AE - A mera circunstância de o devedor não ter cumprido a obrigação a que está obrigado relativamente ao Requerente de arresto e de ter a intenção de vender imóveis, no caso em apreço, de dissipar ou ocultar as verbas recebidas, conforme é alegado, não é bastante para justificar o receio de garantia patrimonial do crédito, pois que, sendo desconhecido o valor do ativo ou passivo do devedor, não tendo sido alegado e provado que não exista outro património, ou o propósito do devedor de ocultar ou delapidar o seu património, não é possível antever, em termos objetivos um real e efetivo perigo de insatisfação do crédito por inexistência de bens que possibilitem a sua cobrança coerciva, conforme entendimento do acórdão da relação de Guimarães, de 3.7.2012, Proc. 2382/10.7TBFLG-B.G1. dgsi.net.
AF - Da prova junta e dos factos alegados, não se mostra provado o receio de garantia patrimonial, nem um perigo efetivo de insatisfação do crédito da Requerente, ou que a Requerida está a ocultar ou delapidar o seu património.

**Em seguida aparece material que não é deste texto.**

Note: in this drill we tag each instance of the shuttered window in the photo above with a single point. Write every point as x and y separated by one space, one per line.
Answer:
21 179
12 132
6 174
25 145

AG - Decorre que o Tribunal a quo, violou o disposto no art.° 391.° do CPC, em virtude de não estarem reunidos os requisitos legais, para que o arresto preventivo, tivesse sido decretado, pelo que, deve ser ordenado o seu levantado, seguindo os autos os ulteriores termos.
Nestes termos, e nos melhores de direito e com o mui douto suprimento de V. Exas. deve em face de todo o supra exposto, o presente recurso de apelação ser considerado procedente por provado, e, em consequência, deve ser alterada a decisão recorrida, no sentido de ser ordenado o levantamento do arresto preventivo decretado da conta da Requerida, com o IBAN ..., por violação dos requisitos legais decorrentes do art.° 391° do CPC.
3. O Ministério Público respondeu ao recurso, sustentando que não deve merecer provimento, concluindo (transcrição das conclusões):
1. O despacho recorrido não violou os requisitos legais do artigo 391° do CPC;
2. o tribunal "a quo", analisou de forma correta todos os indícios existentes nos autos e a prova até ao momento recolhida, designadamente, as declarações das testemunhas, os documentos bancários e restante documentação junta nos autos;
3. bem andou o tribunal "a quo" ao determinar a o arresto preventivo do saldo de conta bancaria;
4. não incorreu a decisão recorrida em qualquer vicio, designadamente, falta de fundamentação de facto e direito, apresentando-se bem fundamentada, com a aplicação do direito ao caso concreto.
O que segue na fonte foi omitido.